La trampa de la felicidad: Entendiendo nuestras emociones pasajera
- leidy hidalgo
- 6 jun
- 2 min de lectura
Muchas personas pasan toda su vida en una carrera interminable en busca de la felicidad. Creen, erróneamente, que llenarse de cosas materiales y alcanzar metas externas garantizará su bienestar. Sin embargo, cometen el error de buscar la felicidad fuera de ellos mismos.
La ilusión de la felicidad permanente
La felicidad es muy subjetiva y no existe una verdad absoluta sobre ella. Para quien consigue dinero, esa es su felicidad; para quien tiene un hogar, esa es su felicidad; para quien logra ser el mejor en un deporte, esa es su felicidad.
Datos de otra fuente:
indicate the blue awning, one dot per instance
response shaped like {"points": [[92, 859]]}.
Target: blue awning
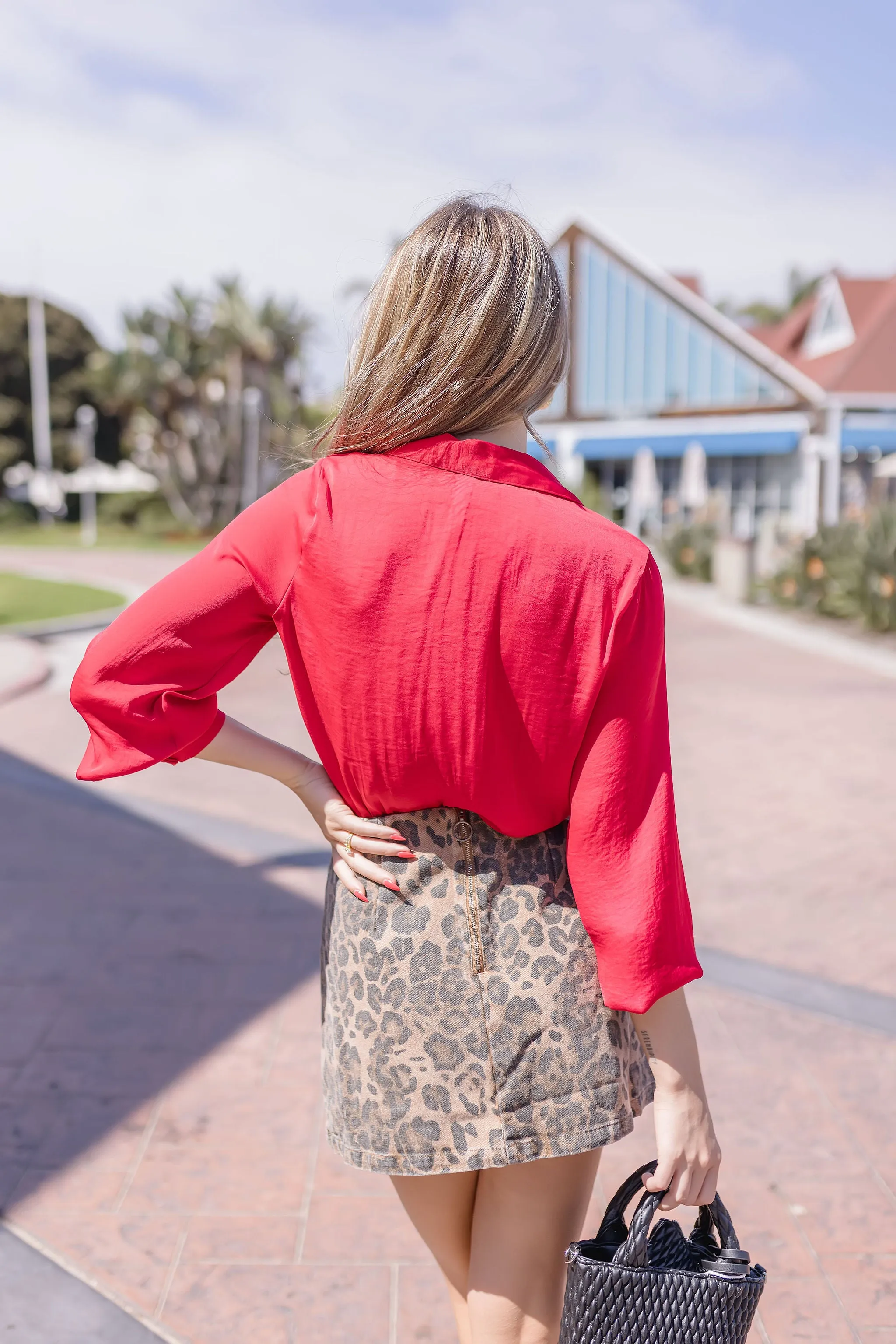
{"points": [[884, 439], [735, 444]]}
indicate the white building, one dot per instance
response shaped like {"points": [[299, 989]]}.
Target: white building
{"points": [[788, 422]]}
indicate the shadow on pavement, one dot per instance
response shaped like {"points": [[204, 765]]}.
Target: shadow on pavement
{"points": [[127, 954]]}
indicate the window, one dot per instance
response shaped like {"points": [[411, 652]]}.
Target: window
{"points": [[637, 351]]}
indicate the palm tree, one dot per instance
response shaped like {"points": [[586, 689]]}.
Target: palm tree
{"points": [[178, 389]]}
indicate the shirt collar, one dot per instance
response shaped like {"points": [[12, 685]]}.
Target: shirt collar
{"points": [[488, 461]]}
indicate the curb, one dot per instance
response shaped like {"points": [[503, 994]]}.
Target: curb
{"points": [[152, 1326], [22, 667], [66, 624]]}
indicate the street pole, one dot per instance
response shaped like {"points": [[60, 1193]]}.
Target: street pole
{"points": [[39, 394], [87, 422], [252, 435]]}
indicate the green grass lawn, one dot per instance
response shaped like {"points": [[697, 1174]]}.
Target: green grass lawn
{"points": [[23, 599], [109, 535]]}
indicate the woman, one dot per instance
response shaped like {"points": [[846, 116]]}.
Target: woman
{"points": [[480, 664]]}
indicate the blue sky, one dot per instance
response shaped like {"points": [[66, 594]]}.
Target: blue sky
{"points": [[293, 141]]}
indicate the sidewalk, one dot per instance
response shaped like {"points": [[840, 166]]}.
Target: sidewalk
{"points": [[161, 1021]]}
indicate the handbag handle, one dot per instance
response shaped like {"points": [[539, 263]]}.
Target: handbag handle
{"points": [[613, 1229], [630, 1245], [634, 1249]]}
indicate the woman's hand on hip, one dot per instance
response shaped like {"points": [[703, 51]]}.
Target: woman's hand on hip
{"points": [[351, 838]]}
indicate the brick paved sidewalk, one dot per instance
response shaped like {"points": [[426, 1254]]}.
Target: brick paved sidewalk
{"points": [[160, 1019]]}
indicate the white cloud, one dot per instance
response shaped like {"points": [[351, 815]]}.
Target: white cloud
{"points": [[147, 143]]}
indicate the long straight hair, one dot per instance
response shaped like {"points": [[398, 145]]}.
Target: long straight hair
{"points": [[465, 328]]}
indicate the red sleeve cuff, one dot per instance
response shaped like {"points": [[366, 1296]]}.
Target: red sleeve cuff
{"points": [[199, 744]]}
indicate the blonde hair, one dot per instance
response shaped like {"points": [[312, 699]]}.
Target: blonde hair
{"points": [[465, 328]]}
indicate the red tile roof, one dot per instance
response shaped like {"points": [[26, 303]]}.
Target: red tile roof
{"points": [[868, 365]]}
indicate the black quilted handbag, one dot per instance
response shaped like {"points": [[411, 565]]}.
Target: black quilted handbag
{"points": [[630, 1285]]}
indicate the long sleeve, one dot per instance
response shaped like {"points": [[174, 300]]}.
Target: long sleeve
{"points": [[147, 686], [624, 855]]}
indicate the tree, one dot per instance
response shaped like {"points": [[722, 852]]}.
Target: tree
{"points": [[178, 389], [763, 312], [70, 350]]}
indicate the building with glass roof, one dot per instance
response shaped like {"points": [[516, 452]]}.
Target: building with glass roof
{"points": [[673, 406]]}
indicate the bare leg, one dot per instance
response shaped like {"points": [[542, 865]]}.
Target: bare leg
{"points": [[441, 1209], [499, 1237], [523, 1222]]}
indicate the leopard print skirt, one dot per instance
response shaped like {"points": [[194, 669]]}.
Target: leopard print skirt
{"points": [[464, 1025]]}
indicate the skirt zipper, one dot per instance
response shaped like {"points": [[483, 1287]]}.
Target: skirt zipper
{"points": [[475, 928]]}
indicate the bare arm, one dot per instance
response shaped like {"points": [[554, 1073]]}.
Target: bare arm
{"points": [[308, 780], [688, 1154]]}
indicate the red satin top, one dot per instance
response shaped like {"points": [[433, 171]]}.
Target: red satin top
{"points": [[460, 632]]}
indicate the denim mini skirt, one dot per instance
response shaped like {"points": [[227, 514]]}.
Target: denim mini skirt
{"points": [[464, 1025]]}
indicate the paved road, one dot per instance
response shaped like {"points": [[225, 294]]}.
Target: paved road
{"points": [[160, 1037]]}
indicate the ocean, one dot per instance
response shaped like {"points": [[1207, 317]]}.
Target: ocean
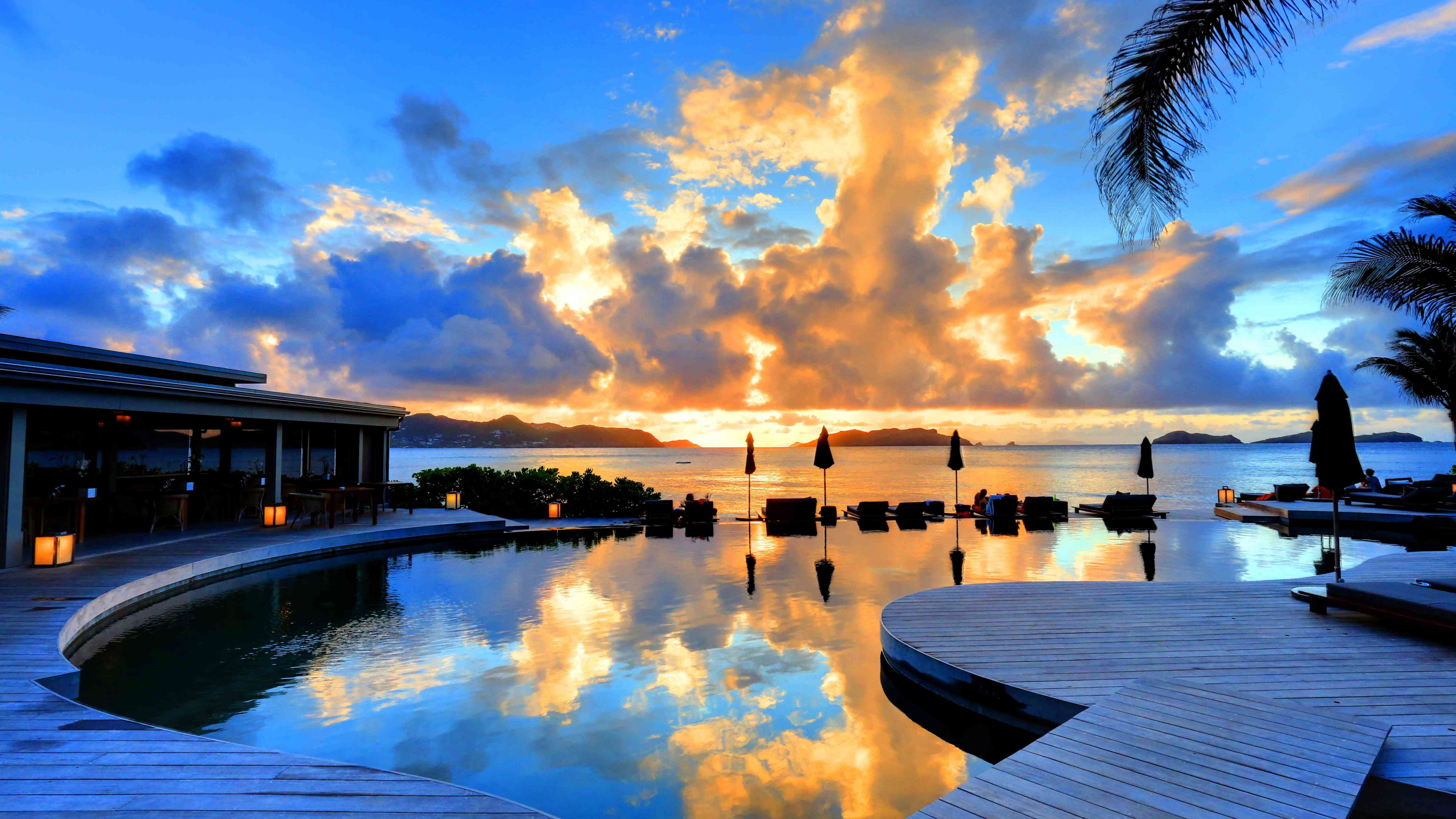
{"points": [[1187, 476]]}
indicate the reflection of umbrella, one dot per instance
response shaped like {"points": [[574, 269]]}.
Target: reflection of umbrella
{"points": [[823, 458], [957, 464], [1333, 449], [825, 569], [749, 468], [1145, 466], [957, 556]]}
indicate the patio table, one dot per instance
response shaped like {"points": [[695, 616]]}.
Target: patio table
{"points": [[337, 500]]}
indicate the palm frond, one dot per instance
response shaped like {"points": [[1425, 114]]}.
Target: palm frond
{"points": [[1432, 206], [1160, 98], [1401, 270], [1423, 363]]}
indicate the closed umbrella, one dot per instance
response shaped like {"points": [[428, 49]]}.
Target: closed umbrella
{"points": [[749, 468], [1145, 466], [1333, 449], [957, 464], [823, 458]]}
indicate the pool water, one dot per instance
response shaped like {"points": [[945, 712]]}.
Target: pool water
{"points": [[617, 674]]}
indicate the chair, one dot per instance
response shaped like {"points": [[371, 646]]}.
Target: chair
{"points": [[790, 509], [301, 505], [251, 499], [1123, 505], [1001, 506], [1404, 603], [659, 511], [870, 509], [169, 506], [1414, 498]]}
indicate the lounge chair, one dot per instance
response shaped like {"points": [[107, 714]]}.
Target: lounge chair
{"points": [[1123, 505], [1404, 603], [912, 509], [1001, 506], [1413, 499], [700, 512], [870, 509], [790, 509], [659, 512], [1045, 506]]}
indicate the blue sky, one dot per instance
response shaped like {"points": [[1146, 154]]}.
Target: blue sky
{"points": [[704, 218]]}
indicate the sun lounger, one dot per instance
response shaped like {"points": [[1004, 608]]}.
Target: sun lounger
{"points": [[911, 509], [659, 511], [1414, 498], [1404, 603], [1123, 505], [1043, 506], [791, 509], [870, 509]]}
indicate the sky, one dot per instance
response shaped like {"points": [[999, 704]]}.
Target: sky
{"points": [[704, 219]]}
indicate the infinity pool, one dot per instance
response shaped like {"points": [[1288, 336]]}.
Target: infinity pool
{"points": [[622, 672]]}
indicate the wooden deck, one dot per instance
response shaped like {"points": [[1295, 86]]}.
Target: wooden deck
{"points": [[1058, 655], [63, 760], [1174, 748]]}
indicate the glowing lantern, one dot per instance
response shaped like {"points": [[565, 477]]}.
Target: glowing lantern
{"points": [[55, 550]]}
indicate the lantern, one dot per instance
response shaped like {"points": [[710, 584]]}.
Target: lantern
{"points": [[55, 549]]}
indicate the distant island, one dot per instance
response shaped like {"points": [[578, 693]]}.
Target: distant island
{"points": [[917, 436], [429, 432], [1180, 436], [1371, 438]]}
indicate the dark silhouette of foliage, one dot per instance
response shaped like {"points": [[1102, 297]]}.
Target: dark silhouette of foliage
{"points": [[525, 493], [1160, 98]]}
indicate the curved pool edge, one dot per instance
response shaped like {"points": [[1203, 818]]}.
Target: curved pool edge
{"points": [[108, 747]]}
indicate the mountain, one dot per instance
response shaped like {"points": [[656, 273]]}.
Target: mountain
{"points": [[426, 431], [886, 438], [1180, 436], [1369, 438]]}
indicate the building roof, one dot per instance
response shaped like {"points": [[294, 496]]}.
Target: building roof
{"points": [[47, 384], [41, 350]]}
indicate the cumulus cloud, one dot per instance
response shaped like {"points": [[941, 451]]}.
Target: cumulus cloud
{"points": [[1381, 174], [353, 209], [1413, 28], [995, 193], [232, 178]]}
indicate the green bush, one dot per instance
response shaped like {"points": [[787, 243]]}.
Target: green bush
{"points": [[525, 493]]}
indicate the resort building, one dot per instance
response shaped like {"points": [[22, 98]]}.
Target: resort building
{"points": [[120, 442]]}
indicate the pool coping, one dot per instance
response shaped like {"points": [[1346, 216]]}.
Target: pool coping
{"points": [[91, 766]]}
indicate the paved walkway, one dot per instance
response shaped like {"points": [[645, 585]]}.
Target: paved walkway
{"points": [[63, 760], [1046, 655]]}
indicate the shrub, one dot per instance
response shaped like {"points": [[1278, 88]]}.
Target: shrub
{"points": [[525, 493]]}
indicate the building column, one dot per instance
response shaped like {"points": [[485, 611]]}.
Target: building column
{"points": [[349, 454], [273, 463], [12, 483]]}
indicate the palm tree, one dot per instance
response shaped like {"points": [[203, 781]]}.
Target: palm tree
{"points": [[1403, 270], [1423, 365], [1160, 98]]}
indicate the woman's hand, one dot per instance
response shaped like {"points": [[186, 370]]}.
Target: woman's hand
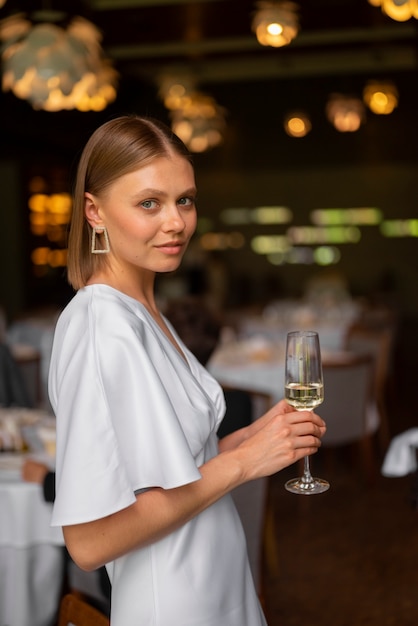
{"points": [[277, 439]]}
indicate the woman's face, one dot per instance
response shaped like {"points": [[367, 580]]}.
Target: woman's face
{"points": [[150, 216]]}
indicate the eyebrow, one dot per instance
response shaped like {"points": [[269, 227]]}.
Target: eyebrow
{"points": [[151, 191]]}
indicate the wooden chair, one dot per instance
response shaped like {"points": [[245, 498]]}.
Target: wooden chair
{"points": [[75, 611], [348, 408], [252, 499], [378, 343]]}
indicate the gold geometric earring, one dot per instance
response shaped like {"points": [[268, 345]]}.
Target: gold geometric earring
{"points": [[99, 230]]}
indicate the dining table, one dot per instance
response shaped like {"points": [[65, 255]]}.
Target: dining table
{"points": [[31, 550]]}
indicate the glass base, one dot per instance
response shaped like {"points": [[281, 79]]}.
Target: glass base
{"points": [[307, 487]]}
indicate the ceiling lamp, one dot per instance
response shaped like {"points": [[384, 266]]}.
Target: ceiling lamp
{"points": [[276, 23], [199, 122], [381, 97], [56, 67], [297, 124], [399, 10], [345, 113]]}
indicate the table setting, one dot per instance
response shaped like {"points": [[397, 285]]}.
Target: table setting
{"points": [[31, 550]]}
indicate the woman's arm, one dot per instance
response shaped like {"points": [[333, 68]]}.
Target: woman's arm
{"points": [[275, 441]]}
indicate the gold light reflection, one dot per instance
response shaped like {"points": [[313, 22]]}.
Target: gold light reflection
{"points": [[346, 113], [258, 215], [381, 97], [276, 23], [363, 216], [297, 124], [321, 234], [268, 244], [46, 256], [222, 241], [399, 228], [49, 216]]}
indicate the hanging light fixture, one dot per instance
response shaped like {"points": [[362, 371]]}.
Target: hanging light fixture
{"points": [[276, 23], [398, 10], [196, 117], [200, 122], [345, 113], [381, 97], [56, 64], [297, 124]]}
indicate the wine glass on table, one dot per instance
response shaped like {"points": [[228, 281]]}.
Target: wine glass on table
{"points": [[304, 390]]}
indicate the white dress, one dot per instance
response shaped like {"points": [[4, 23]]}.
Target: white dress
{"points": [[132, 414]]}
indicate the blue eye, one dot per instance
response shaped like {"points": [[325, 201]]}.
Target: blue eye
{"points": [[186, 201], [149, 204]]}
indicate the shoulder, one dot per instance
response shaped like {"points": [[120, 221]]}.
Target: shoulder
{"points": [[102, 308]]}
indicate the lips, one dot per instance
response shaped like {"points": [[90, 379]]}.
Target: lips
{"points": [[172, 247]]}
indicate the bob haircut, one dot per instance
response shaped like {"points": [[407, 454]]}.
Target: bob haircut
{"points": [[116, 148]]}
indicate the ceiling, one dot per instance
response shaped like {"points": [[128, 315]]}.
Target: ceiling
{"points": [[212, 41]]}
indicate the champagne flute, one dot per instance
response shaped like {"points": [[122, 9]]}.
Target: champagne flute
{"points": [[304, 390]]}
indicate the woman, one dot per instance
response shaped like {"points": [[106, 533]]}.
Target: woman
{"points": [[142, 482]]}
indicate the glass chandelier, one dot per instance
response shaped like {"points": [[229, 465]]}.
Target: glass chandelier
{"points": [[56, 67], [398, 10], [276, 23]]}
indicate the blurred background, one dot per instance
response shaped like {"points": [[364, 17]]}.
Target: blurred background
{"points": [[275, 210], [302, 121]]}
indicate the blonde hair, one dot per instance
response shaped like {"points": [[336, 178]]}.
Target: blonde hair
{"points": [[116, 148]]}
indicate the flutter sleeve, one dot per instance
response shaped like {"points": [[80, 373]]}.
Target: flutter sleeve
{"points": [[120, 415]]}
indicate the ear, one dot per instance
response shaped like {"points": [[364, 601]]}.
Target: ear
{"points": [[91, 210]]}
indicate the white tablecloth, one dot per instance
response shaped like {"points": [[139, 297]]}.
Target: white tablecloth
{"points": [[31, 551]]}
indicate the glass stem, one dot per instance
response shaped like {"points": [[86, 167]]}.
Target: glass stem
{"points": [[307, 476]]}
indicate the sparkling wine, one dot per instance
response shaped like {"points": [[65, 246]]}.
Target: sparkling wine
{"points": [[304, 397]]}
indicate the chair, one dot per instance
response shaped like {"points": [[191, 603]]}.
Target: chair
{"points": [[377, 342], [348, 407], [252, 499], [75, 611], [28, 360]]}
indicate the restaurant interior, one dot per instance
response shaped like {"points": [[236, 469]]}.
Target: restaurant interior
{"points": [[304, 145]]}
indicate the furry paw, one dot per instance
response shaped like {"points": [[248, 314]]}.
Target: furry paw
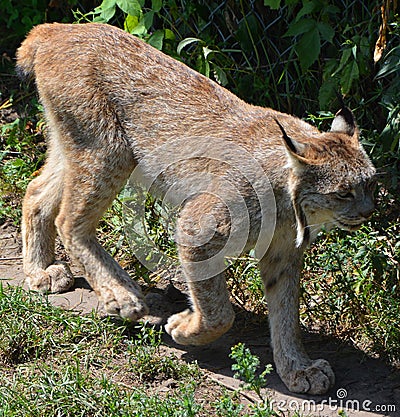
{"points": [[317, 378], [124, 301], [55, 278], [187, 328]]}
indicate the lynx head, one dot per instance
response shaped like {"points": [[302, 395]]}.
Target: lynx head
{"points": [[332, 180]]}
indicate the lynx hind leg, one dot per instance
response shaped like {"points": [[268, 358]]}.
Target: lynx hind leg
{"points": [[299, 373], [40, 207], [212, 313], [86, 197]]}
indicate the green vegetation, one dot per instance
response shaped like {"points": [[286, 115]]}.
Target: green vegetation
{"points": [[58, 363]]}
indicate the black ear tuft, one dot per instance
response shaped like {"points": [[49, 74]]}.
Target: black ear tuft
{"points": [[344, 122], [292, 145]]}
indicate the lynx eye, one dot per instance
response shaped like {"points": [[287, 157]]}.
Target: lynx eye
{"points": [[372, 185], [345, 195]]}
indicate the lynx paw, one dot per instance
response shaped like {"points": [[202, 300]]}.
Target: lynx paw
{"points": [[186, 328], [127, 303], [55, 278], [317, 378]]}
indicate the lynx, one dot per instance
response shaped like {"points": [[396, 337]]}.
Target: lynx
{"points": [[114, 103]]}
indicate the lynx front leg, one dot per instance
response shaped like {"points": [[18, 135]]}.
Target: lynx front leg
{"points": [[201, 235], [40, 207], [300, 374], [92, 181]]}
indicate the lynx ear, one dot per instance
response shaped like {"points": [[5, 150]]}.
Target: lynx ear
{"points": [[296, 151], [344, 122]]}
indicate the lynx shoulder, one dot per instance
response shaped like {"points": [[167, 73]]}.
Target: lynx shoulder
{"points": [[242, 175]]}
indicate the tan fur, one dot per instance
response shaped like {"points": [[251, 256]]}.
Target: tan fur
{"points": [[111, 101]]}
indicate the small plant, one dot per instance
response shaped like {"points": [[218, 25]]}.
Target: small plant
{"points": [[246, 368]]}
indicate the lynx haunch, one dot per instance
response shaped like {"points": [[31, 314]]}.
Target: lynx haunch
{"points": [[110, 101]]}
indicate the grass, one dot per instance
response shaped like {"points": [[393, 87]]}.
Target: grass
{"points": [[58, 363]]}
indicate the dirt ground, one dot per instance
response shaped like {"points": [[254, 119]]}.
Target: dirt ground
{"points": [[365, 387]]}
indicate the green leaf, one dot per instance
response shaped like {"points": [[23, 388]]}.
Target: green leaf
{"points": [[220, 75], [327, 92], [157, 39], [169, 35], [131, 7], [207, 51], [156, 5], [326, 31], [273, 4], [350, 74], [186, 42], [308, 48], [343, 61], [308, 8], [106, 11], [302, 26], [130, 23]]}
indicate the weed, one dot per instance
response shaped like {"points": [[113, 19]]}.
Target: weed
{"points": [[246, 367]]}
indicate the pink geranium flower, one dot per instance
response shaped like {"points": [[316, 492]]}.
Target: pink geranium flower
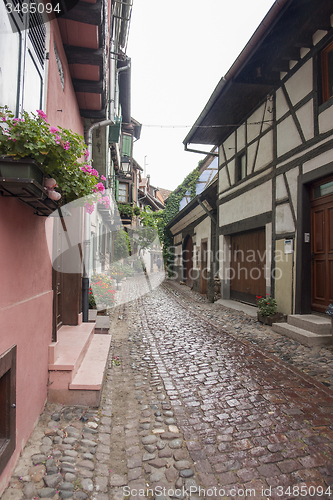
{"points": [[41, 114], [100, 187]]}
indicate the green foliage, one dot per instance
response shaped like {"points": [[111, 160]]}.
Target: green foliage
{"points": [[58, 150], [126, 209], [103, 289], [151, 227], [92, 302], [267, 306], [172, 209]]}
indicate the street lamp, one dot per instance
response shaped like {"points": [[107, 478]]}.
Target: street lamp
{"points": [[126, 165]]}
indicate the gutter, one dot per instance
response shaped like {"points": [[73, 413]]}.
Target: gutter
{"points": [[86, 241], [239, 63]]}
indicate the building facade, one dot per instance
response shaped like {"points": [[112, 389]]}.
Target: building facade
{"points": [[271, 116]]}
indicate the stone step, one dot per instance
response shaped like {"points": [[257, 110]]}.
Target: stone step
{"points": [[320, 325], [102, 324], [302, 336], [90, 376], [92, 315], [71, 346]]}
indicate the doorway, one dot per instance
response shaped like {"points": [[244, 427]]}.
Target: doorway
{"points": [[321, 244], [188, 261], [203, 268]]}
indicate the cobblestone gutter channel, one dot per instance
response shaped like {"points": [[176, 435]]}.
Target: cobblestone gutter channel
{"points": [[185, 405]]}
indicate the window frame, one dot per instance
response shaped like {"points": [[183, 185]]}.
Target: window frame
{"points": [[7, 405], [238, 167], [119, 189], [324, 73]]}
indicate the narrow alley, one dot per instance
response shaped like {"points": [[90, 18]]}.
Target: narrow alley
{"points": [[188, 410]]}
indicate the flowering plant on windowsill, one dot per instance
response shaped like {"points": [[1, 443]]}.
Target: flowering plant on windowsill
{"points": [[61, 153], [267, 306]]}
El verdadero problema surge cuando depositamos nuestras expectativas en esos momentos de alegría. Los momentos, por definición, son pasajeros. Si basamos nuestra paz en obtener "algo", fallamos en el intento: ¿qué pasa cuando ese algo ya no está? Pretender que la felicidad sea un estado permanente es una ignorancia total.
La humanidad de nuestras emociones
Saber que las emociones hacen parte de nuestra humanidad nos quita un peso de encima. Nos libera de la autoexigencia de permanecer en un solo estado emocional. Es momento de dejar de huir de las emociones "incómodas" y comprender su verdadero propósito:
La ira y el enojo: Llegan para establecer límites, defendernos o avisarnos que algo está vulnerando nuestra integridad.
La tristeza: Su función es procesar una pérdida, ayudándonos a sanar y a reflexionar internamente.
El asco o el miedo: Actúan como mecanismos de protección y supervivencia ante situaciones que nuestro ser identifica como dañinas.
Una tarea indispensable para el bienestar
Comprender para qué llega cada emoción es una tarea que todo ser humano debe emprender, de lo contrario, viviremos en el deseo constante y el sufrimiento. La asesoría y consejería emocional nos permite integrar estas emociones en nuestra vida, no para sufrir con ellas, sino para aprender el mensaje que traen y transitar hacia un bienestar más auténtico.